Here is how I went about proving this:
$\Rightarrow$ direction: Suppose $|\vec{u}\cdot \vec{v}|=||\vec{u}||\,||\vec{v}||$. We want to show that one vector is a scalar multiple of the other. Let  $$\vec{u}=\begin{bmatrix}u_1\\u_2\\\vdots\\u_n \end{bmatrix}, \vec{v}=\begin{bmatrix}v_1\\v_2\\\vdots\\v_n \end{bmatrix}$$
Then we have that $$\begin{align}|\vec{u}\cdot\vec{v}|&=|u_1v_1+u_2v_2+...+u_nv_n|\end{align}$$
and
$$\begin{align}||\vec{u}||\,||\vec{v}||&=\sqrt{(u_1^2+u_2^2+...+u_n^2)(v_1^2+v_2^2+...+v_n^2)}\end{align} $$
This implies that $$(u_1v_1+u_2v_2+...+u_nv_n)^2=(u_1^2+u_2^2+...+u_n^2)(v_1^2+v_2^2+...+v_n^2)$$  but by the Cauchy-Schwarz inequality, $$(u_1v_1+u_2v_2+...+u_nv_n)^2\leq(u_1^2+u_2^2+...+u_n^2)(v_1^2+v_2^2+...+v_n^2)$$ with equality if and only if $\vec{u}$ and $\vec{v}$ are linearly dependent, or in other words, without loss of generality, $\vec{v}=k\vec{u}$.

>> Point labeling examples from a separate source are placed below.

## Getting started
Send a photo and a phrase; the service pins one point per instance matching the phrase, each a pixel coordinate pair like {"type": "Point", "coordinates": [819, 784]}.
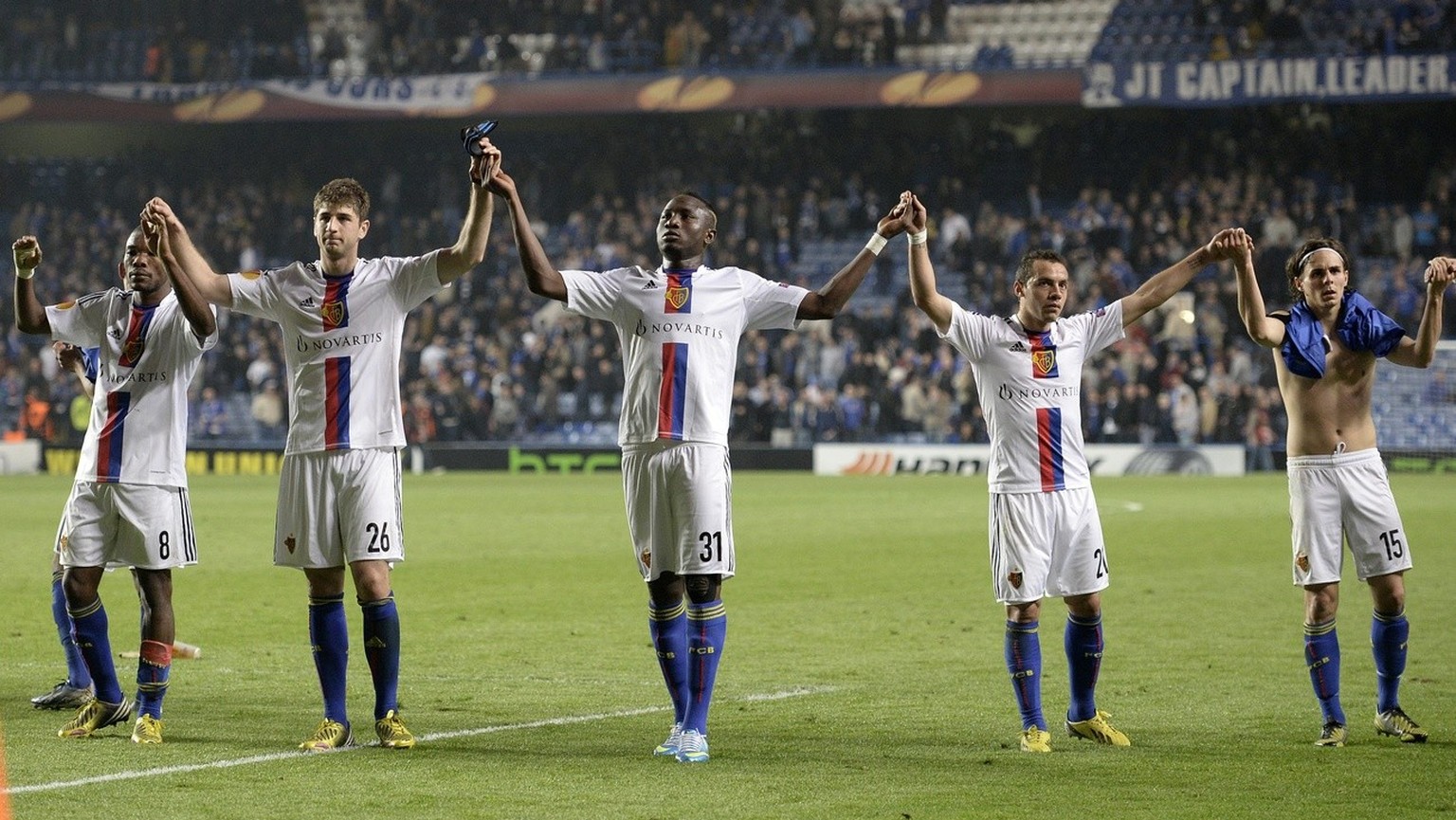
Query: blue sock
{"type": "Point", "coordinates": [1024, 665]}
{"type": "Point", "coordinates": [1322, 656]}
{"type": "Point", "coordinates": [382, 650]}
{"type": "Point", "coordinates": [154, 670]}
{"type": "Point", "coordinates": [1388, 640]}
{"type": "Point", "coordinates": [706, 631]}
{"type": "Point", "coordinates": [668, 629]}
{"type": "Point", "coordinates": [76, 672]}
{"type": "Point", "coordinates": [1083, 644]}
{"type": "Point", "coordinates": [331, 653]}
{"type": "Point", "coordinates": [94, 641]}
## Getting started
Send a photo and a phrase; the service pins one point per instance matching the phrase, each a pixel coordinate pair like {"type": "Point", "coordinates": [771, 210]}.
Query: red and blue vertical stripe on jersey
{"type": "Point", "coordinates": [111, 437]}
{"type": "Point", "coordinates": [337, 402]}
{"type": "Point", "coordinates": [136, 341]}
{"type": "Point", "coordinates": [671, 395]}
{"type": "Point", "coordinates": [1048, 420]}
{"type": "Point", "coordinates": [336, 309]}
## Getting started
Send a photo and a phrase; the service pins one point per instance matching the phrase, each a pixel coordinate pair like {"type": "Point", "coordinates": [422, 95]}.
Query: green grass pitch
{"type": "Point", "coordinates": [863, 675]}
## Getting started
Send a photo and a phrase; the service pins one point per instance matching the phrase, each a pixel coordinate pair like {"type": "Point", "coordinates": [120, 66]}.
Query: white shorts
{"type": "Point", "coordinates": [1046, 543]}
{"type": "Point", "coordinates": [679, 507]}
{"type": "Point", "coordinates": [1344, 499]}
{"type": "Point", "coordinates": [125, 524]}
{"type": "Point", "coordinates": [338, 507]}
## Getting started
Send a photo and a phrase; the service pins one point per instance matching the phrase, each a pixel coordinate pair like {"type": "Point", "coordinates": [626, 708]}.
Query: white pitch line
{"type": "Point", "coordinates": [269, 757]}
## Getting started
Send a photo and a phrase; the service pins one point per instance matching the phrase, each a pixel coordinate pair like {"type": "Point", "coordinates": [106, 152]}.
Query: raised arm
{"type": "Point", "coordinates": [1160, 287]}
{"type": "Point", "coordinates": [73, 358]}
{"type": "Point", "coordinates": [1261, 328]}
{"type": "Point", "coordinates": [540, 276]}
{"type": "Point", "coordinates": [828, 301]}
{"type": "Point", "coordinates": [29, 314]}
{"type": "Point", "coordinates": [194, 307]}
{"type": "Point", "coordinates": [190, 263]}
{"type": "Point", "coordinates": [922, 273]}
{"type": "Point", "coordinates": [469, 247]}
{"type": "Point", "coordinates": [1421, 350]}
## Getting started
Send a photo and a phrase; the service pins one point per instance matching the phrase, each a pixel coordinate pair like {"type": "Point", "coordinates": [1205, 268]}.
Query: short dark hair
{"type": "Point", "coordinates": [1296, 263]}
{"type": "Point", "coordinates": [344, 191]}
{"type": "Point", "coordinates": [1029, 258]}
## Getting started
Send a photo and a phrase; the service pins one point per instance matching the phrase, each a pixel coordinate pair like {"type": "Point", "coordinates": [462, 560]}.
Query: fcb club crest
{"type": "Point", "coordinates": [679, 295]}
{"type": "Point", "coordinates": [1045, 361]}
{"type": "Point", "coordinates": [332, 314]}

$\Leftarrow$ direction: Assume vectors $\vec{u}$ and $\vec{v}$ are linearly dependent, that is, without loss of generality, $\vec{v}=k\vec{u}$ for some $k\in\mathbb{R}$. Then, $$|\vec{u}\cdot\vec{v}|=|\vec{u}\cdot k\vec{u}|=|k|\,||\vec{u}||\,||\vec{u}||=||\vec{v}||\,||\vec{u}||$$
Others have suggested using $|\vec{u}\cdot\vec{v}|=||\vec{u}||\,||\vec{v}||\,\cos\theta$ where $\theta$ represents the angle between the two vectors and demonstrating that $\cos\theta=1$ when $\theta =0+2\pi r$ for some $r\in\mathbb{Z}$, which implies that the vectors are parallel and that they are linearly dependent.